Raising the forecasting waterline (part 1)

Pre­vi­ously: Rais­ing the wa­ter­line, see also: 1001 Pre­dic­tionBook Nights (LW copy), Tech­niques for prob­a­bil­ity estimates

Low wa­ter­lines im­ply that it’s rel­a­tively easy for a novice to out­perform the com­pe­ti­tion. (In poker, as dis­cussed in Nate Silver’s book, the “fish” are those who can’t mas­ter ba­sic tech­niques such as fold­ing when they have a poor hand, or calcu­lat­ing even roughly the ex­pected value of a pot.) Does this ap­ply to the do­main of mak­ing pre­dic­tions?
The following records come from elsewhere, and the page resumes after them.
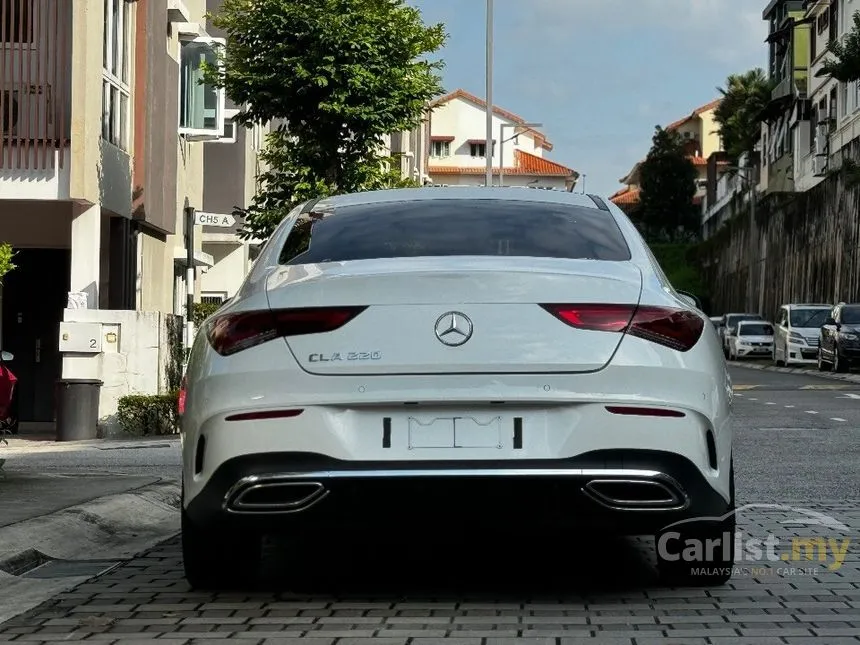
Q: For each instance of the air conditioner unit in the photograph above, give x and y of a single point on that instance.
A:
(822, 143)
(819, 166)
(27, 111)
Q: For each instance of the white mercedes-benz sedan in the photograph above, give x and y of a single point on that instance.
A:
(482, 358)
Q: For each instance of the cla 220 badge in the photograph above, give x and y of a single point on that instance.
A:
(344, 356)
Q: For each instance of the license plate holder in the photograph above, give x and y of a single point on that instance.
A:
(455, 432)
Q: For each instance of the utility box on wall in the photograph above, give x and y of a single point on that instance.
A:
(80, 338)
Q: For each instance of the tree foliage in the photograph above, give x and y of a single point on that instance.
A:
(332, 77)
(738, 115)
(668, 184)
(845, 66)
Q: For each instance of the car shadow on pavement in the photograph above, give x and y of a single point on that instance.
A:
(395, 565)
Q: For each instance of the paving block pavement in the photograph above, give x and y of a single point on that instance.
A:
(487, 590)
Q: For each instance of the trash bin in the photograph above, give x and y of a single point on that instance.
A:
(77, 409)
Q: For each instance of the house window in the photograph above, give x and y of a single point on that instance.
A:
(116, 71)
(440, 149)
(201, 106)
(213, 298)
(17, 21)
(231, 128)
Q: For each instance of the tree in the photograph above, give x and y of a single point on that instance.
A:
(668, 184)
(737, 116)
(846, 65)
(335, 76)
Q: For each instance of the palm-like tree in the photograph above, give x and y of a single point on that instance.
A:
(738, 115)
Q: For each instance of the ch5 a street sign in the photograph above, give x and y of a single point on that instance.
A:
(214, 219)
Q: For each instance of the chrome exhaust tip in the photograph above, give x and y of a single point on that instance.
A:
(636, 494)
(253, 495)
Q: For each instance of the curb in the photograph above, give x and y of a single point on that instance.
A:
(82, 542)
(114, 527)
(850, 378)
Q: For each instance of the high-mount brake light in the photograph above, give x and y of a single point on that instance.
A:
(234, 332)
(677, 329)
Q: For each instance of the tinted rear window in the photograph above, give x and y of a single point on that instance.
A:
(448, 227)
(850, 315)
(748, 329)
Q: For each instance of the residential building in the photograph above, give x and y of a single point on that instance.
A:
(701, 140)
(833, 107)
(102, 149)
(458, 147)
(231, 167)
(785, 128)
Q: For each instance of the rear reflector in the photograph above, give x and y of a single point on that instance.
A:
(233, 332)
(644, 412)
(264, 414)
(677, 329)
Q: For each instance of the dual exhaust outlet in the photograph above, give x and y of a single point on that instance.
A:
(273, 495)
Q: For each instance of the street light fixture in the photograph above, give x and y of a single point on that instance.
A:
(489, 146)
(750, 181)
(526, 126)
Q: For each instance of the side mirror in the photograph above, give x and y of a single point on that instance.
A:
(690, 299)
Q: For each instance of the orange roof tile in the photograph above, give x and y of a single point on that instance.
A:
(540, 138)
(699, 110)
(526, 164)
(625, 196)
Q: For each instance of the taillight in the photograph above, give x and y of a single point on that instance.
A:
(674, 328)
(231, 333)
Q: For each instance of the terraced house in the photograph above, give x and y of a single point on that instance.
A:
(104, 145)
(699, 131)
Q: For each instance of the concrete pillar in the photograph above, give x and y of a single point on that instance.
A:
(86, 253)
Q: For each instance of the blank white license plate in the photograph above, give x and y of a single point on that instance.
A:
(455, 432)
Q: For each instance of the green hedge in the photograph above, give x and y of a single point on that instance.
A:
(149, 414)
(681, 265)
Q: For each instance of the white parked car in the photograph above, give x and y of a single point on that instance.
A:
(468, 357)
(752, 339)
(797, 333)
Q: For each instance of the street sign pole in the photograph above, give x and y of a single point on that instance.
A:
(189, 277)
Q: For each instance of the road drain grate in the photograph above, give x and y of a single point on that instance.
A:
(71, 568)
(23, 562)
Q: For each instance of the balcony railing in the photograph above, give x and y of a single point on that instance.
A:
(35, 82)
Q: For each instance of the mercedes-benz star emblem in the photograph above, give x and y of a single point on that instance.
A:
(453, 328)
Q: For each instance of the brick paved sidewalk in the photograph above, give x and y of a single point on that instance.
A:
(542, 593)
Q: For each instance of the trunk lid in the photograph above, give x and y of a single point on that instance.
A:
(459, 315)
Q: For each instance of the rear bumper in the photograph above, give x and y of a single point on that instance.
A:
(621, 492)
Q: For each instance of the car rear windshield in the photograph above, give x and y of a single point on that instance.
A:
(850, 316)
(733, 319)
(451, 227)
(809, 317)
(748, 329)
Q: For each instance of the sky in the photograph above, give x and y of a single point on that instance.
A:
(600, 74)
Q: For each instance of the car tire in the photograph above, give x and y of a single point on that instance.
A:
(219, 559)
(716, 572)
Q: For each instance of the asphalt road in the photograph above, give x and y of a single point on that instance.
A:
(797, 436)
(797, 444)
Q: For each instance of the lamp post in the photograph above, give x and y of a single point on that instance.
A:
(513, 136)
(489, 146)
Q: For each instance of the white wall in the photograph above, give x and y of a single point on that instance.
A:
(231, 267)
(464, 120)
(136, 363)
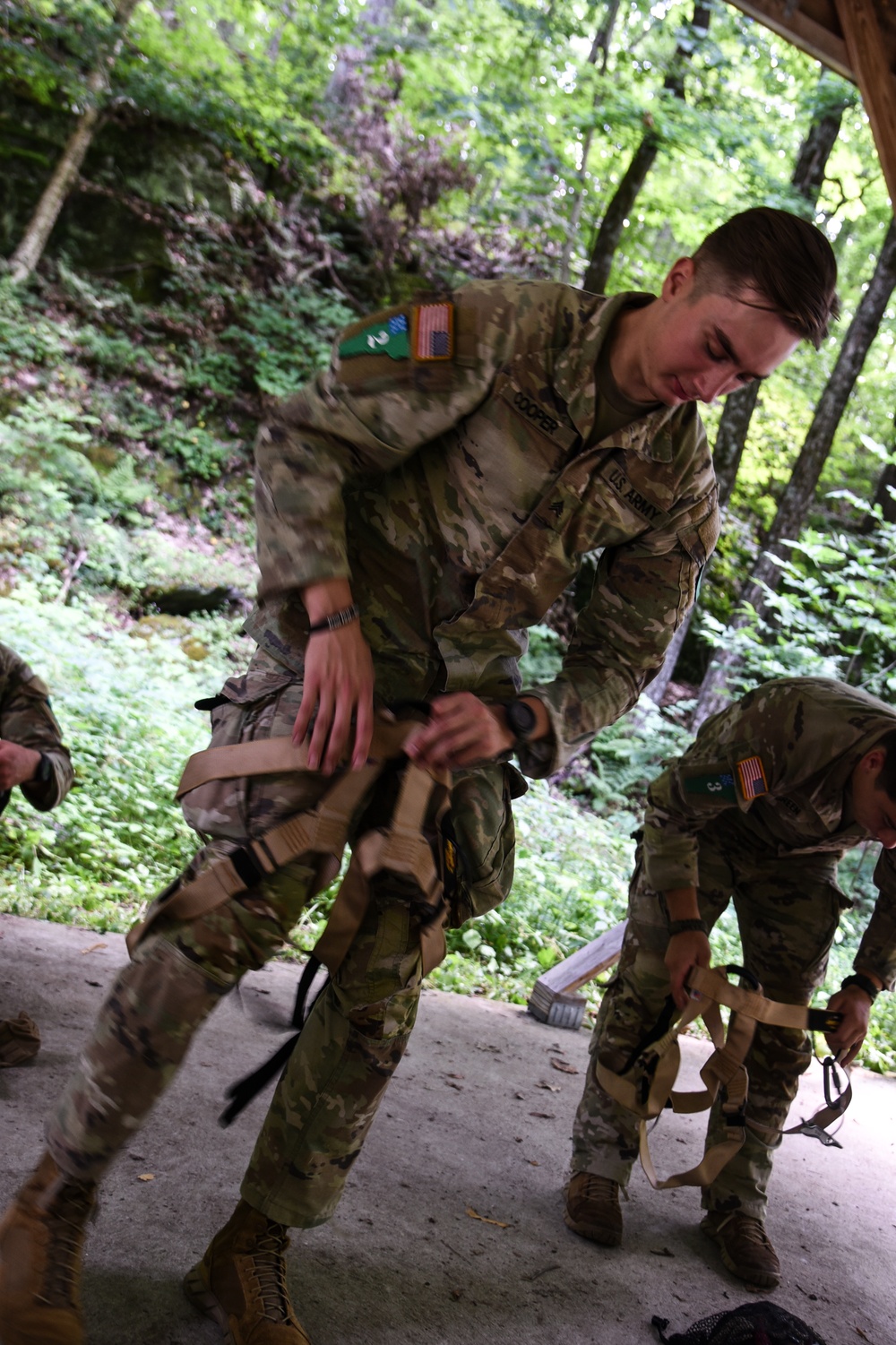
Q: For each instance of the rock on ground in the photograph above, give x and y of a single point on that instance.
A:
(451, 1231)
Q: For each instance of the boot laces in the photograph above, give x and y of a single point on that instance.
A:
(270, 1270)
(753, 1231)
(69, 1215)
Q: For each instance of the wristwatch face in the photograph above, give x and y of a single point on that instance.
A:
(521, 719)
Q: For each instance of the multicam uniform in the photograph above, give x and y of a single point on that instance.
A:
(27, 720)
(448, 463)
(758, 811)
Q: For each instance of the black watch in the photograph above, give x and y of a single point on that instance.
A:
(521, 721)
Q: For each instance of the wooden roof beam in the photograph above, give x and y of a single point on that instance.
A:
(866, 53)
(802, 31)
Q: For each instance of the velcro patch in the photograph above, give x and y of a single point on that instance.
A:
(751, 776)
(434, 331)
(713, 784)
(633, 496)
(531, 410)
(380, 338)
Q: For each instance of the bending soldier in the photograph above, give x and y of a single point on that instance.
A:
(32, 757)
(420, 504)
(756, 811)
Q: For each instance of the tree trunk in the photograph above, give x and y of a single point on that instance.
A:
(30, 250)
(600, 43)
(734, 426)
(633, 177)
(603, 37)
(883, 496)
(616, 212)
(801, 490)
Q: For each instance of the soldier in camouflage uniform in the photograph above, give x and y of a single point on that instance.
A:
(32, 757)
(758, 810)
(421, 504)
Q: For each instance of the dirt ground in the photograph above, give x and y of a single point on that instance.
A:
(451, 1229)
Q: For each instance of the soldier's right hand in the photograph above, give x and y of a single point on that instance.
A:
(685, 951)
(18, 764)
(338, 685)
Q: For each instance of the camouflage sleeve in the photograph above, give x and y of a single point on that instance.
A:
(740, 754)
(877, 950)
(642, 592)
(366, 415)
(26, 719)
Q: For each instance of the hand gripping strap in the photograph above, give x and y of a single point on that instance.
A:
(657, 1065)
(322, 832)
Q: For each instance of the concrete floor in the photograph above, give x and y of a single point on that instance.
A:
(477, 1121)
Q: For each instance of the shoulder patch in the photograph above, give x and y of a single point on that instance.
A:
(385, 337)
(635, 499)
(751, 776)
(434, 331)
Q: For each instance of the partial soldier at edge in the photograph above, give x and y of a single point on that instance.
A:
(758, 811)
(420, 504)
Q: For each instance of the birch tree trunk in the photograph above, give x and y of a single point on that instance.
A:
(734, 426)
(801, 490)
(30, 250)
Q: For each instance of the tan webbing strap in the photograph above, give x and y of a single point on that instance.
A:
(747, 1001)
(278, 756)
(322, 832)
(724, 1070)
(345, 916)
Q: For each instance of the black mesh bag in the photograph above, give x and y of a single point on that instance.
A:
(751, 1323)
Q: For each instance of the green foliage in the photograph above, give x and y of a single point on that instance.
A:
(125, 706)
(286, 335)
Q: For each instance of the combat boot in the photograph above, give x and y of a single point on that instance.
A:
(745, 1247)
(40, 1240)
(241, 1282)
(592, 1208)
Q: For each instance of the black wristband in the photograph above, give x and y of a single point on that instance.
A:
(686, 926)
(863, 982)
(345, 616)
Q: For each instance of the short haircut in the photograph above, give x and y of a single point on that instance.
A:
(783, 257)
(885, 778)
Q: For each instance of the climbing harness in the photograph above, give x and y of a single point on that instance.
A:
(397, 846)
(646, 1082)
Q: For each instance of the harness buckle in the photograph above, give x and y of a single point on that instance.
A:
(815, 1132)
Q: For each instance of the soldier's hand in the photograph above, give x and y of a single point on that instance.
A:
(338, 684)
(855, 1006)
(461, 730)
(18, 764)
(684, 953)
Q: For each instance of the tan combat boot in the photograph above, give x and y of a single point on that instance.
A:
(40, 1240)
(241, 1282)
(592, 1208)
(745, 1247)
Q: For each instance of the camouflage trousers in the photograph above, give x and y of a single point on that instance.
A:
(788, 910)
(358, 1030)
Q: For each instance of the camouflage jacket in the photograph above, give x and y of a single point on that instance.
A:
(459, 493)
(777, 765)
(26, 719)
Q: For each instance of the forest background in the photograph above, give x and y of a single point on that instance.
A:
(196, 196)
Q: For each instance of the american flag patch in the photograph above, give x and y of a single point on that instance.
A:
(753, 778)
(434, 331)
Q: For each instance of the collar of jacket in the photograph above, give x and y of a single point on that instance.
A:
(576, 381)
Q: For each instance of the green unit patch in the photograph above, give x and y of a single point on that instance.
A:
(716, 784)
(383, 338)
It’s early days, but it looks as if a small­ish set of tools—a con­scious sta­tus quo bias, re­spect­ing prob­a­bil­ity ax­ioms when con­sid­er­ing al­ter­na­tives, con­sid­er­ing refer­ences classes, leav­ing your­self a line of re­treat, de­tach­ing from sunk costs, and a few more—can at least place you in a good po­si­tion.

A bit of backstory

Like per­haps many LessWrongers, my first en­counter with the no­tion of cal­ibrated con­fi­dence was “A Tech­ni­cal Ex­pla­na­tion of Tech­ni­cal Ex­pla­na­tion”. My first se­ri­ous stab at pub­li­cly ex­press­ing my own be­liefs as quan­tified prob­a­bil­ities was the Amanda Knox case—an eye-opener, wak­ing me up to how ev­ery­day opinions could cor­re­spond to de­grees of cer­tainty, and how these had con­se­quences. By the fol­low­ing year, I was try­ing to im­prove my cal­ibra­tion for work-re­lated pur­poses, and play­ing with var­i­ous Web sites, like Pre­dic­tionBook or Gues­sum (now de­funct).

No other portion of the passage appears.